Use the Searches tab to create searches to find the Microsoft 365 for data that you want to remediate. You can create and run query-based searches to identify a set email messages and documents that might contain spilled data, and then collect them as evidence to review and analyze. Also, you can use the search tool to preview sample documents and view search statistics that can help you refine and improve the search results. Once you're satisfied that the search results contain the all the data relevant to the investigation, you add the search results to the evidence set to further review, impact assessment, and taking remedial actions as necessary. For more information, see Search for data in an investigation.

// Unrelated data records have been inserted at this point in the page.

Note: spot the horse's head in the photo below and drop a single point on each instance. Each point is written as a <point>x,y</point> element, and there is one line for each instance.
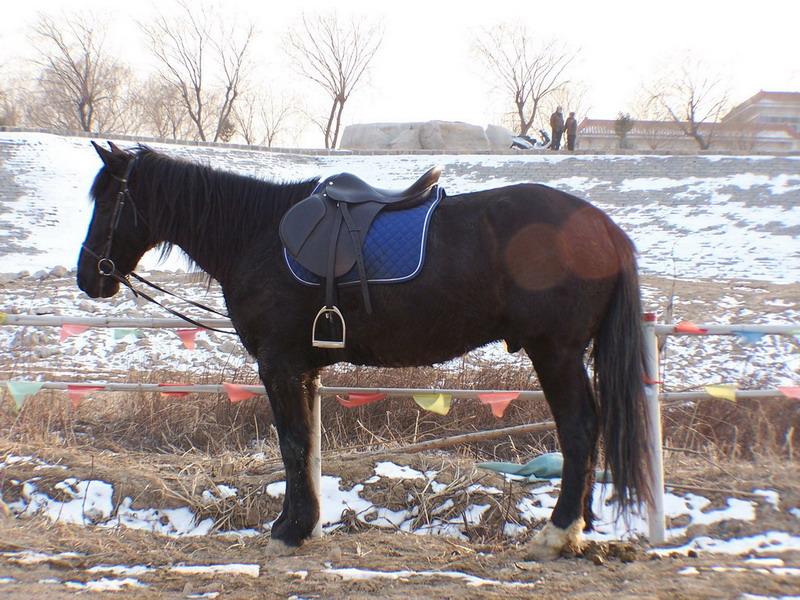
<point>118,235</point>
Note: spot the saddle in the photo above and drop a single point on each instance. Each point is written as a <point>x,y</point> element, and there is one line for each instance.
<point>325,233</point>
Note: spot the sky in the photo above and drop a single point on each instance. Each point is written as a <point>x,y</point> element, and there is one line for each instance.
<point>425,69</point>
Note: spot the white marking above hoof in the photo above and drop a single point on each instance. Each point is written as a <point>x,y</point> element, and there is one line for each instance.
<point>550,541</point>
<point>280,548</point>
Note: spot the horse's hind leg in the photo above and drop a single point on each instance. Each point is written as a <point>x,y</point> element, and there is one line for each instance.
<point>290,393</point>
<point>569,394</point>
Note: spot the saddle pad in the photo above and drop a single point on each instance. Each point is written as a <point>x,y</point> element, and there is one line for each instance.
<point>394,248</point>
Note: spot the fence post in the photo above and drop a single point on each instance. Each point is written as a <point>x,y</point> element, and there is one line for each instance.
<point>656,520</point>
<point>316,453</point>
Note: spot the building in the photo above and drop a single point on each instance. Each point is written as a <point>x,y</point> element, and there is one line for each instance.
<point>767,122</point>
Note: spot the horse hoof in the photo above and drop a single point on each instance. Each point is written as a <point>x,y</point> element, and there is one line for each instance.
<point>280,548</point>
<point>551,541</point>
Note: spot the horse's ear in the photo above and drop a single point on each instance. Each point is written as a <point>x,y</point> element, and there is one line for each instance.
<point>114,161</point>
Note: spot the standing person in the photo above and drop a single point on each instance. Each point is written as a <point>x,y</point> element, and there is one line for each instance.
<point>557,125</point>
<point>571,127</point>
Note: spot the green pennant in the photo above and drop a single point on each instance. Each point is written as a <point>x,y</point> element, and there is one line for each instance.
<point>22,389</point>
<point>438,403</point>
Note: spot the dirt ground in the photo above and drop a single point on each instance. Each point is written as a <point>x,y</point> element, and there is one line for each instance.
<point>441,566</point>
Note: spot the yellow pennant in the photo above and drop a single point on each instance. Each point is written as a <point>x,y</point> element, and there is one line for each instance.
<point>726,391</point>
<point>438,403</point>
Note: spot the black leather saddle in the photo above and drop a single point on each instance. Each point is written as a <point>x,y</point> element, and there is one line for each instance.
<point>325,232</point>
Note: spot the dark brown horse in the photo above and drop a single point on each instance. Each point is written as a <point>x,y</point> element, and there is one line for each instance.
<point>538,268</point>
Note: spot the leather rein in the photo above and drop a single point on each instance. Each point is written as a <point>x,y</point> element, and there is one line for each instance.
<point>107,268</point>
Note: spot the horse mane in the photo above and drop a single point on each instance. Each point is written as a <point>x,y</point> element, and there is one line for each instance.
<point>210,203</point>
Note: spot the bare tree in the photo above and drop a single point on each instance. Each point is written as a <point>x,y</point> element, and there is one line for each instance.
<point>265,117</point>
<point>693,97</point>
<point>336,56</point>
<point>79,82</point>
<point>205,58</point>
<point>524,70</point>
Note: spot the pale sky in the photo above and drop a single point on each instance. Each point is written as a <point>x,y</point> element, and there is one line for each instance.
<point>425,69</point>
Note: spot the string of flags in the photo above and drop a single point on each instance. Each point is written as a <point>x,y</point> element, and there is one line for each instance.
<point>187,336</point>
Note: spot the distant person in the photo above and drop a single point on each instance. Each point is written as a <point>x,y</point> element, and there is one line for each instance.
<point>571,127</point>
<point>557,125</point>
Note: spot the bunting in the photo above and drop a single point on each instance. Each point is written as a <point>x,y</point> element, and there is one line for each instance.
<point>790,392</point>
<point>174,394</point>
<point>20,390</point>
<point>188,337</point>
<point>69,329</point>
<point>498,401</point>
<point>237,393</point>
<point>689,327</point>
<point>355,399</point>
<point>77,392</point>
<point>438,403</point>
<point>724,391</point>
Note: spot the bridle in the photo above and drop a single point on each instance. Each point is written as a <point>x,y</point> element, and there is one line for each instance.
<point>107,268</point>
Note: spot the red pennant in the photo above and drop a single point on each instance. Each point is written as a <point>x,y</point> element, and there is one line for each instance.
<point>237,393</point>
<point>68,329</point>
<point>187,337</point>
<point>498,401</point>
<point>174,394</point>
<point>790,392</point>
<point>689,327</point>
<point>354,400</point>
<point>77,392</point>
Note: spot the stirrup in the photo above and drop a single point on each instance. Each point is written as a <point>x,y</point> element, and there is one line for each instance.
<point>329,313</point>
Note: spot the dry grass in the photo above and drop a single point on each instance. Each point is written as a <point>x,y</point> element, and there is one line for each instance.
<point>212,424</point>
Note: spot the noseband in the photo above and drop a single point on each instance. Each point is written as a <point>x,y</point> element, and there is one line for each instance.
<point>106,266</point>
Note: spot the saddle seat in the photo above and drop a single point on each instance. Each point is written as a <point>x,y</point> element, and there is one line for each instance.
<point>332,222</point>
<point>325,233</point>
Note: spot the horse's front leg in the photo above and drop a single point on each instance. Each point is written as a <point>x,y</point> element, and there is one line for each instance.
<point>290,389</point>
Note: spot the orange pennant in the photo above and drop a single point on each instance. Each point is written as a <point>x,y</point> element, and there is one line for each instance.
<point>187,337</point>
<point>689,327</point>
<point>790,392</point>
<point>354,400</point>
<point>498,401</point>
<point>174,394</point>
<point>68,329</point>
<point>77,392</point>
<point>237,393</point>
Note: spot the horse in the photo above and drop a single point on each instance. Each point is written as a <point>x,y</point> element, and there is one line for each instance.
<point>527,264</point>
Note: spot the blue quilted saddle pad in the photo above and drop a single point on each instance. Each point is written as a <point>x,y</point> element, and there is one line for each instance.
<point>394,248</point>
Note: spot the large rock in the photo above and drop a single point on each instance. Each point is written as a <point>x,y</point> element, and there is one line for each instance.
<point>430,135</point>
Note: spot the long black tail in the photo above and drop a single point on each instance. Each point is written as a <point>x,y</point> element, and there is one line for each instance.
<point>619,381</point>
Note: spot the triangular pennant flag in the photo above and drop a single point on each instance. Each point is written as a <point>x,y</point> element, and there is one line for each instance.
<point>725,391</point>
<point>77,392</point>
<point>498,401</point>
<point>121,333</point>
<point>174,394</point>
<point>187,337</point>
<point>689,327</point>
<point>68,329</point>
<point>354,399</point>
<point>749,337</point>
<point>790,392</point>
<point>438,403</point>
<point>22,389</point>
<point>237,393</point>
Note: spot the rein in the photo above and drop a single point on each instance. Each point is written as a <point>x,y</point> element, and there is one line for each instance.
<point>107,268</point>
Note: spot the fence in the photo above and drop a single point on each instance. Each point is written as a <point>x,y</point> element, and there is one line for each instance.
<point>652,330</point>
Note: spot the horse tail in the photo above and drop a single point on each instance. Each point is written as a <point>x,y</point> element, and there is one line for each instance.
<point>618,353</point>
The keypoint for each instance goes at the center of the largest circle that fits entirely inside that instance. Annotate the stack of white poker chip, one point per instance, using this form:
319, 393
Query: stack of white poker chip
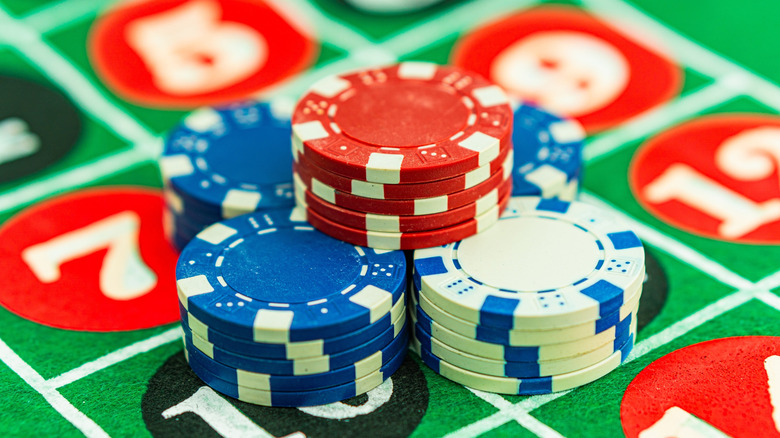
544, 301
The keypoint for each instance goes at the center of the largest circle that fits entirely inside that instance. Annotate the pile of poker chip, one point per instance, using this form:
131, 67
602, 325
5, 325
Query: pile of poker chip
277, 313
220, 163
291, 284
546, 300
408, 156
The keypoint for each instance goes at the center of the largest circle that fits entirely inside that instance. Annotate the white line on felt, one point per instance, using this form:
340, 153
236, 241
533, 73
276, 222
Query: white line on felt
508, 412
73, 82
294, 87
689, 323
50, 18
82, 175
674, 248
770, 282
77, 418
659, 118
326, 29
768, 298
115, 357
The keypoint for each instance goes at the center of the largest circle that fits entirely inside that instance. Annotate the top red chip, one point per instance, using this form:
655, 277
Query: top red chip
411, 122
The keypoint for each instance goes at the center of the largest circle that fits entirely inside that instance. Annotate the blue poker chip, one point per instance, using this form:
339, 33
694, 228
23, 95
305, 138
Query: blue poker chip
270, 277
232, 160
194, 214
309, 382
293, 350
548, 153
425, 324
556, 264
297, 367
315, 397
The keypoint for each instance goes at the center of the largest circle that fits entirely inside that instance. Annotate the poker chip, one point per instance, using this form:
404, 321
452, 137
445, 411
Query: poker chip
270, 277
523, 386
296, 367
412, 240
293, 350
615, 335
231, 161
427, 122
392, 6
315, 397
502, 368
397, 224
223, 162
552, 262
543, 301
548, 153
274, 308
402, 207
270, 382
376, 190
527, 337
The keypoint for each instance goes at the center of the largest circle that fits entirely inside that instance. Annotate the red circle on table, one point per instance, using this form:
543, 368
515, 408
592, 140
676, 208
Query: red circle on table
653, 79
74, 299
723, 382
695, 145
287, 51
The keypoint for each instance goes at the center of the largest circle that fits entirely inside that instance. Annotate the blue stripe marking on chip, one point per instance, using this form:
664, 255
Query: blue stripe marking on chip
500, 310
624, 240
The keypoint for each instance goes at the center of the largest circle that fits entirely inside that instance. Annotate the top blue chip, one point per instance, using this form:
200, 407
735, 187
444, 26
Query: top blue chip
232, 160
548, 152
270, 277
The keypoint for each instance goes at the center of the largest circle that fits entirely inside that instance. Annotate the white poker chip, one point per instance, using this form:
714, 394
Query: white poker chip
545, 262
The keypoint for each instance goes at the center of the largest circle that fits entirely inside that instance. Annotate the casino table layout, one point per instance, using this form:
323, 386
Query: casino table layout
679, 99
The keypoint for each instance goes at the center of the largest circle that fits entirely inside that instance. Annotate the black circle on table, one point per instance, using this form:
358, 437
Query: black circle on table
175, 382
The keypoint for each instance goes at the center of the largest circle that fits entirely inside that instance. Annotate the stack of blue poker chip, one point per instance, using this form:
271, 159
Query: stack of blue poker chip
548, 154
221, 163
544, 301
277, 313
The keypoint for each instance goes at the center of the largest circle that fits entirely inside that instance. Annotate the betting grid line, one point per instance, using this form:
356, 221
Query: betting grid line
746, 291
724, 68
56, 400
50, 18
115, 357
663, 116
551, 399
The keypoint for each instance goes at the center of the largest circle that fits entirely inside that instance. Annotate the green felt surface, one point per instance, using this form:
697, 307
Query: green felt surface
107, 374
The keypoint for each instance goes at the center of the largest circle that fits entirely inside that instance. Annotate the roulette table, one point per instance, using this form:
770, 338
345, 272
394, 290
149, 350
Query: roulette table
679, 100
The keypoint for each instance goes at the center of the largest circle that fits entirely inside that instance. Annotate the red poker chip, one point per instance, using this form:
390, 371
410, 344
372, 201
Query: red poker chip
411, 190
722, 387
402, 207
423, 239
93, 260
410, 122
396, 224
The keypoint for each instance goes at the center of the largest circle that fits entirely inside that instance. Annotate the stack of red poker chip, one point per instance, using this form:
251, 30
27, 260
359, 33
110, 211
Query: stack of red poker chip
408, 156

Review and investigate evidence

Use the Evidence tab to investigate the data that you've collected from the live service, which in this case is Office 365. The data in the evidence set is a snapshot of search results that you collected. When you add search results as evidence a process is triggered to extract files, metadata, and text. When this process is complete, the Data Investigations tool builds a new index of all the data and adds it to an evidence set. For any time-sensitive investigations, this allows you to quickly contain the environment by deleting data located in the original content locations (in the live service) while investigating the evidence that you collected in a quarantined environment. After evidence is collected, you can run more queries to narrow the data by time range, file types, data owners, and other types of conditions. For example, by using the Author, Sender, and Recipient conditions you can quickly identify those who were are involved in the data spill and if any of the spilled data was shared with people outside of your organization.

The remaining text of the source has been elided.